Convocação de Paulo Guedes é recado do Congresso para Bolsonaro

Observadas de longe, duas decisões recentes da Câmara dos Deputados serviram para emitir sinais distintos, quase contraditórios, para medir o apoio do governo Bolsonaro na Casa.

Uma delas foi durante a análise do projeto de voto impresso. Embora derrotada (para avançar, era necessário o apoio de dois terços dos deputados), a proposta recebeu 229 votos favoráveis, numa demonstração de força do governo. Juntas, as oposições conseguiram 218 manifestações contrárias. O suficiente para bloquear grandes (e polêmicos) projetos, mas não para emplacar o impeachment, que exige o apoio de 342 deputados.

Exatos dois meses se passaram e a Câmara acaba de mandar outro sinal para o governo com a convocação, aprovada por 310 votos, de seu ministro da Economia. Paulo Guedes precisará explicar aos deputados por que diabos mantém, sem nunca ter revelado em público, tanto dinheiro em dólar num paraíso fiscal das Ilhas Virgens Britânicas. Governistas tentaram transformar a convocação em convite. Em vão.

O número de deputados dispostos a constranger o ministro e explorar politicamente o episódio, como se pode notar, é mais próximo de 342. Entendedores entenderão.
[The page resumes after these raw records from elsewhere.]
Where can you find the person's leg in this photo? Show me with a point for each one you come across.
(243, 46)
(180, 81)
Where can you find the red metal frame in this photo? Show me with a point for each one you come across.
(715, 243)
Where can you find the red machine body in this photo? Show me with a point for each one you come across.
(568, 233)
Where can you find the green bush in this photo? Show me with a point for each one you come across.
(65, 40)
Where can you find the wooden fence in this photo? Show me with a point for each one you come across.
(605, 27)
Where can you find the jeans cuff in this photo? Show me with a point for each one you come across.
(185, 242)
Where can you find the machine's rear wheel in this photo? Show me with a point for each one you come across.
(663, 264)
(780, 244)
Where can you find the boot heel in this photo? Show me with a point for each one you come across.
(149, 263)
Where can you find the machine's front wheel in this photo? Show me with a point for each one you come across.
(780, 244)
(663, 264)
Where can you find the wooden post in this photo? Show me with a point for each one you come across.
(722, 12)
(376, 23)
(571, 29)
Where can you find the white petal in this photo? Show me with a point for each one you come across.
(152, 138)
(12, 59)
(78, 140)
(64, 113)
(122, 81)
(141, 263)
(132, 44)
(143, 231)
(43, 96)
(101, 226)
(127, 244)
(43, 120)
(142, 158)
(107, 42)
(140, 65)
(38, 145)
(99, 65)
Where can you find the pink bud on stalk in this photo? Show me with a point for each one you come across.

Significa que Bolsonaro perdeu apoio na Casa, mesmo com centrão, com Arthur Lira (PP-AL) na presidência e tudo mais?

Não.

O recado ao governo, se há, é que os deputados não ficariam chateados, digamos assim, se Guedes fosse enxotado do posto. Guedes é o ministro que, antes mesmo de assumir, defendia em voz alta uma “prensa” no Congresso para aprovar as reformas idealizadas por ele. Tomou uma “prensa” como resposta e ainda ouviu comentários jocosos de que não sabia como funcionava o Parlamento.

Não há sinais de que a moral de Guedes tenha melhorado dali em diante.
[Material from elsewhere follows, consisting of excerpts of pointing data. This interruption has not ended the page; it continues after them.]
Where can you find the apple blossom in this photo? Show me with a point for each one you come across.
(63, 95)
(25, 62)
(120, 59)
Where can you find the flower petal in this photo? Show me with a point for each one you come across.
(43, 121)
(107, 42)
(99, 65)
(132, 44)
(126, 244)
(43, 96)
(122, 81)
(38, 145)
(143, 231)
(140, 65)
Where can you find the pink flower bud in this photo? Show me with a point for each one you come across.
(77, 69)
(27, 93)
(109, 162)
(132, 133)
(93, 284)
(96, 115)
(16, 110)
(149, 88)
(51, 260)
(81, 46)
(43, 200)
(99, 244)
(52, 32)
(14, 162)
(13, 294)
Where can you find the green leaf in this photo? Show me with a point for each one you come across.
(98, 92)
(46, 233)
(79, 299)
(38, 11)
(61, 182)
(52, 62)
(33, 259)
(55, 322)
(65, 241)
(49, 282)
Pelo contrário. Seu superministério é alvo da cobiça dos parceiros bolsonaristas do Centrão. Um de seus algozes é o ministro do Desenvolvimento Social, Rogério Marinho, com quem não se bica.
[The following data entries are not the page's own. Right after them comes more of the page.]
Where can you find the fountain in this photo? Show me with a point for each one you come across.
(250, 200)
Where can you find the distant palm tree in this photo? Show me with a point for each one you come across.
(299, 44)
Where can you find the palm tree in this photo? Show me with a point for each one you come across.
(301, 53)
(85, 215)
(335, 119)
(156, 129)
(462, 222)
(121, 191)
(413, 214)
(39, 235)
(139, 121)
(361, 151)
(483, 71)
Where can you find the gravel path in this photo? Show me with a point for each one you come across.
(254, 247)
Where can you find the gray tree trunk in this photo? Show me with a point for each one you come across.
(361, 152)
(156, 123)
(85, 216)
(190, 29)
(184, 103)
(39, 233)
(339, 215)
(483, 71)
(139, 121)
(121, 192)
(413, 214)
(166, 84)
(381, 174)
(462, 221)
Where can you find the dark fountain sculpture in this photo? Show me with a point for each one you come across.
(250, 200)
O sonho de consumo dos novos aliados é se livrar de Guedes e poder manejar o orçamento como bem entenderem, sem amarras ou tesouradas com vistas no impacto fiscal dos projetos pomposos em ano de eleição.

Em condições muito mais favoráveis do que as atuais, Guedes perdeu a linha, em 2019, durante a discussão sobre a reforma da Previdência na Comissão de Constituição e Justiça da Câmara. Ele quase voou no pescoço do deputado Zeca Dirceu (PT-PR) quando ouviu a provocação de que era um tigrão com os aposentados e um “tchutchuca” com “a turma mais privilegiada”.

Não tinha no currículo ainda metade dos erros cometidos ao longo da gestão. Nem das declarações inaceitáveis em relação à turma menos privilegiada composta por empregadas que aproveitaram o câmbio para viajar e filhos de porteiro com acesso à universidade.

As contas no exterior são só o prato principal da nova convocação, que deve ter no cardápio ainda a alta do dólar, a inflação e a dieta do brasileiro que trocou carne por ossos e já não viaja.

Fiador da campanha de Bolsonaro, Guedes foi a ponte entre o atual presidente e atores importantes do mercado em 2018. Já não é sombra do superministro que prometia ser, mas é o que ainda segura os poucos fios a interligar o atual governo com a “turma mais privilegiada”. Seus representantes ainda têm nas reformas prometidas por Guedes um último argumento para não abandonar o barco de vez.

Bolsonaro sabe disso.

A convocação aprovada pelos deputados com tamanha vantagem mostra que seus novos aliados não estão preocupados com isso.